Spring 2026, Instructor: Mark Hoefer (Applied Math dept)

See also [policies](policies.md), the [high-level
schedule](./APPM%204600%20Spring%202026%20schedule.pdf), and the [day-by-day schedule](schedule.md)

### Official course description
Provides an introduction to numerical analysis and scientific
computing. Numerical analysis topics include root finding,
interpolation, quadrature, linear system solution techniques, and
techniques for approximating eigenvalues. Scientific computing topics
include code development and repository management in addition to an
introduction to shared and distributed memory computing. Involves
hands-on learning with weekly group interactions and a final project
including a report and in-class presentation. Recommended
prerequisite: knowledge of a programming language such as Python
(preferable), Matlab, or C++.

A **prerequisite** course APPM 3310 (matrix methods), with a minimum grade of C-.
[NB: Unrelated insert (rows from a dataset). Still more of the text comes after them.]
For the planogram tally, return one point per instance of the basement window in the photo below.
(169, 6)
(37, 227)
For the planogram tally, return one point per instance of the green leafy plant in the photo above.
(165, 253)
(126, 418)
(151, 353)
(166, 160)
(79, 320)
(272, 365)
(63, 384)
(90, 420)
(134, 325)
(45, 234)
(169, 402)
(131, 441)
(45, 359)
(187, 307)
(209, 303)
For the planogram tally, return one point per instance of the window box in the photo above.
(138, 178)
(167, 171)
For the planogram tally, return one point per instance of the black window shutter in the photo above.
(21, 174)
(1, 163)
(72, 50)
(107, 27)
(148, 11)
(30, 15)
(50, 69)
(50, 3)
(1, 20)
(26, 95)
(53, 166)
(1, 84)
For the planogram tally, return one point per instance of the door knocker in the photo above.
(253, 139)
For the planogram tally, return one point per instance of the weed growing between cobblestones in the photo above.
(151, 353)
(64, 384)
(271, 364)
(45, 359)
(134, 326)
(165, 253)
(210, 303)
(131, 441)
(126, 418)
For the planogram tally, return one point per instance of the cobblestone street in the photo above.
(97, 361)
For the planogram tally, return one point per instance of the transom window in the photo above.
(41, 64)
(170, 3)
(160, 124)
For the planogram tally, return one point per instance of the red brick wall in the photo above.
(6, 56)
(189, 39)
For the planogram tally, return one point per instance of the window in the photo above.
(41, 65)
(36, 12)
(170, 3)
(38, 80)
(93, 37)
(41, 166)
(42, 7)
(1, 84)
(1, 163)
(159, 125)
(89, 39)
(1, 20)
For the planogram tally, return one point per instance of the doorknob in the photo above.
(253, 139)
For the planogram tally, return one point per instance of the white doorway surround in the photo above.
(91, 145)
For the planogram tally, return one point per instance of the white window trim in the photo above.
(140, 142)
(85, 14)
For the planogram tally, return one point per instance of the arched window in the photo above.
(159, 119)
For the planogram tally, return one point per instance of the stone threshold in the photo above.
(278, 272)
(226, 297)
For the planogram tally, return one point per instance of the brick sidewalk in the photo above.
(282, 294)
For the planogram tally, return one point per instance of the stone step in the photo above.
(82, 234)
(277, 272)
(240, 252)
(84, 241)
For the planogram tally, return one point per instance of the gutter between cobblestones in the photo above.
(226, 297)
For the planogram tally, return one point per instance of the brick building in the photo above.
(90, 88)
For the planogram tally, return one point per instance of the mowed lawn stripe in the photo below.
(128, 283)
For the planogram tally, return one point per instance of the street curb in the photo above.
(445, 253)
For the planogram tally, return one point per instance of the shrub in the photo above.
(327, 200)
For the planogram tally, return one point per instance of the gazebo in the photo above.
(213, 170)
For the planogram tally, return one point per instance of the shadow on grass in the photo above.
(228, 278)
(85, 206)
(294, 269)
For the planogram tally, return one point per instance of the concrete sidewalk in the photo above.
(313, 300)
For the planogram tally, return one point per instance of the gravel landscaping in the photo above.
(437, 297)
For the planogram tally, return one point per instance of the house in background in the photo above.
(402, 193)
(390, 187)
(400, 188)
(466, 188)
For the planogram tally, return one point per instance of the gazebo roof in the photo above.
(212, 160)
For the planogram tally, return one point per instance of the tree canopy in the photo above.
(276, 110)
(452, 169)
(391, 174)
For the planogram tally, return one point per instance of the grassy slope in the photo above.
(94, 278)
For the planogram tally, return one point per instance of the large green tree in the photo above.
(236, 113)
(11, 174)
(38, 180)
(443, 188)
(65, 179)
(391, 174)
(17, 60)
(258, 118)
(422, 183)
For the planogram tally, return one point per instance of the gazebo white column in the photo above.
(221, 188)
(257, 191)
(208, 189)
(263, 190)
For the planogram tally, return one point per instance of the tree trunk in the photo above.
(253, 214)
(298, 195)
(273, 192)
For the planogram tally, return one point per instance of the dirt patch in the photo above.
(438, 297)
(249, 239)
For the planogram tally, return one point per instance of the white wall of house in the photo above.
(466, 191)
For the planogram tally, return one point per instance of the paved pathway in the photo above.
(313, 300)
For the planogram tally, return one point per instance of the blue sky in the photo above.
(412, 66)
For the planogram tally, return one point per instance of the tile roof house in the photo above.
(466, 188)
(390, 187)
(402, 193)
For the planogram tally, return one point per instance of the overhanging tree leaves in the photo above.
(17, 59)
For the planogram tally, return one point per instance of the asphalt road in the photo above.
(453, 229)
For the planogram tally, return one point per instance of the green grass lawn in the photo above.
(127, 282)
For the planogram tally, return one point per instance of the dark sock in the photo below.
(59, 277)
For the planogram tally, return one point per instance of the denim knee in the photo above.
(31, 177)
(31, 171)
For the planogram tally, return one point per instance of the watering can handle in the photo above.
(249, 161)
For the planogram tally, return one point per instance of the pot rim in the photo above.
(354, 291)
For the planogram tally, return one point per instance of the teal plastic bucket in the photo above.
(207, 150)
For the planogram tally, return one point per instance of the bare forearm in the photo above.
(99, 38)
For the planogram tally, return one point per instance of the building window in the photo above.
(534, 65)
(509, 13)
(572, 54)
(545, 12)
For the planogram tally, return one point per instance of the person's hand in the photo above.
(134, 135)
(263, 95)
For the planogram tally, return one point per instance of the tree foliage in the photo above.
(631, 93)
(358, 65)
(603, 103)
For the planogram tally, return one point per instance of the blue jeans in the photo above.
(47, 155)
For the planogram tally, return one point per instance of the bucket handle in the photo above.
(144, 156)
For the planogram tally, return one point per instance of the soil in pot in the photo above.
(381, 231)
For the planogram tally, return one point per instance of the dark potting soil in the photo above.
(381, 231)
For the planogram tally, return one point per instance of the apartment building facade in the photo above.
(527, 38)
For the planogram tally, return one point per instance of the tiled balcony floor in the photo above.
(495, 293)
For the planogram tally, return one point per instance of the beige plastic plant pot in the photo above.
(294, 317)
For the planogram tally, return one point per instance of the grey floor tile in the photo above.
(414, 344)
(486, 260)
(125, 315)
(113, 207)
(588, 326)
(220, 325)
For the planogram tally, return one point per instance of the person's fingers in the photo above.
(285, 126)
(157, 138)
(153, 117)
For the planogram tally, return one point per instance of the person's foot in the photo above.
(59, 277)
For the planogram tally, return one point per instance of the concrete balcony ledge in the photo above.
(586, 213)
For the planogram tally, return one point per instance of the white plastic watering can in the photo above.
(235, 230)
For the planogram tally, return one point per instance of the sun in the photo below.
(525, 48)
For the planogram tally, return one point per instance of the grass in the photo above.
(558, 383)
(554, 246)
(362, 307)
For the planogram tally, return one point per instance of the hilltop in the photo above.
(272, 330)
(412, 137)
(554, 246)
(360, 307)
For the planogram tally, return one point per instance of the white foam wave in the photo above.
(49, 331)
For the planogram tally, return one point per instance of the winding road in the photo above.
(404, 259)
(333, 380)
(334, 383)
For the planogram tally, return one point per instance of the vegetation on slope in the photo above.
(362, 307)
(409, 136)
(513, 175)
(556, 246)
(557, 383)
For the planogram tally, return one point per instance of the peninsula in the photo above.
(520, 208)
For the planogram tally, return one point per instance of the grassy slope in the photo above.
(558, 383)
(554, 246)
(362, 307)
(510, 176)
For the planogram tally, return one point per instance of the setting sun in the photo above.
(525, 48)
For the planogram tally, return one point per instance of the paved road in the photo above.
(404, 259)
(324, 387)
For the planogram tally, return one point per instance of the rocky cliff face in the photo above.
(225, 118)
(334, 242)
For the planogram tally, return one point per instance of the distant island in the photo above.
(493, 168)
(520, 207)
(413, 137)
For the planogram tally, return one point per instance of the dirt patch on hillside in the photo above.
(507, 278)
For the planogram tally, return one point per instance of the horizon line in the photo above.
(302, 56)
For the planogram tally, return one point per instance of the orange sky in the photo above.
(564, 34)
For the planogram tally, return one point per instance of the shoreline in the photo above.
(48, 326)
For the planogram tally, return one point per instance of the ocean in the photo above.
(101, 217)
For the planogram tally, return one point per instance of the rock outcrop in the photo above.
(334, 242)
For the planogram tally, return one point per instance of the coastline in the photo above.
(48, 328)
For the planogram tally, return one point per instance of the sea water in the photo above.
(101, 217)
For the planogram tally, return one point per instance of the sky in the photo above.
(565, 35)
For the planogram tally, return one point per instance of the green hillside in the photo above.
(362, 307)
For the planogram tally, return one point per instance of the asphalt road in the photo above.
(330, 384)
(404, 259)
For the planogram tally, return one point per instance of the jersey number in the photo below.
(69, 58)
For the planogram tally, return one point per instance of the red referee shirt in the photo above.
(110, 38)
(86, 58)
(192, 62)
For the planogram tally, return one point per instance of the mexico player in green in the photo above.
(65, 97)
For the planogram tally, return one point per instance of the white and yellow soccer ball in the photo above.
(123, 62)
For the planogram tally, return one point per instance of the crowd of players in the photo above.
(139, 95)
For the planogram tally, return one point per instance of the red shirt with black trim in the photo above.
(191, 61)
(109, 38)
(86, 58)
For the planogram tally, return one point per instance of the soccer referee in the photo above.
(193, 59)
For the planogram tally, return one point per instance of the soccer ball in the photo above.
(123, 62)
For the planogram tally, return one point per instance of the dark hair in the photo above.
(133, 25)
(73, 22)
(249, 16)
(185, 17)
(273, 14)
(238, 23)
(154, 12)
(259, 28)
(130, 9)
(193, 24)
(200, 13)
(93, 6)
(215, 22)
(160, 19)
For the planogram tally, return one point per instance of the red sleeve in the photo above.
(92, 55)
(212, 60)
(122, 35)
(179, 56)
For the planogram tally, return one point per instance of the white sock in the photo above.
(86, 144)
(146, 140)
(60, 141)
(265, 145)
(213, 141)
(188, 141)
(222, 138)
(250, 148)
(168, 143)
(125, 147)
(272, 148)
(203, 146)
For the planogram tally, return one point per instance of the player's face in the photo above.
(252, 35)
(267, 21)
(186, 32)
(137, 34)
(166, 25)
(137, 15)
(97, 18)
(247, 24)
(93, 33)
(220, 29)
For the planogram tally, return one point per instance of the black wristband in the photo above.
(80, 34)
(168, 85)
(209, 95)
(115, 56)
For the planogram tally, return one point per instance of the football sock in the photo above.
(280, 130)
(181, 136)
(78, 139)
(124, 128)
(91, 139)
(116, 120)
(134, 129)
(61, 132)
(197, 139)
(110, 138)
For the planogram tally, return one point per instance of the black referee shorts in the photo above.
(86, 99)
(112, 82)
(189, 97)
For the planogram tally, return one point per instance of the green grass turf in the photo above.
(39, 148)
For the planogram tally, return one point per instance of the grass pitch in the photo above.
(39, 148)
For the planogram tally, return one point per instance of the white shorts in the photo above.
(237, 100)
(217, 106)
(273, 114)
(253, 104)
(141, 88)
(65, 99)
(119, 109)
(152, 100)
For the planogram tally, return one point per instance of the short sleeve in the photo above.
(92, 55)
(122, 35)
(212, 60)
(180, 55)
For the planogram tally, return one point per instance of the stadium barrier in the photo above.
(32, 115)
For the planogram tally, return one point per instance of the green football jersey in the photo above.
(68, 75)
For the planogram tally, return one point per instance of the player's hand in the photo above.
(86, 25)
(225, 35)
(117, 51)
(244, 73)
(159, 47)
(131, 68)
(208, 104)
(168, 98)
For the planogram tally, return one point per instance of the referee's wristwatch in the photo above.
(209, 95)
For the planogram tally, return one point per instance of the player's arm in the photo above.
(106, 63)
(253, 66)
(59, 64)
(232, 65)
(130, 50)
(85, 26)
For 4600, we'll use a lot of math from your previous courses,
especially:

- lots of calculus, including: Taylor's theorem, fundamental theorem of calculus, IVT, EVT, MVT, sequences and series, limits, continuity, Riemann sums, L'Hopital's rule
- Facts about polynomial roots (fundamental theorem of algebra); complex numbers
- Vector spaces, subspaces, bases
- Solving linear equations, vector operations (dot products), matrix multiplication; eigenvalues

### Related courses at CU
This course is similar to the CS department's [CSCI-3656 Numerical Computation](https://github.com/cu-numcomp/numcomp-class/) but has a bit more analysis (and more math prerequisites), fewer implementation details, and similar but not identical topics.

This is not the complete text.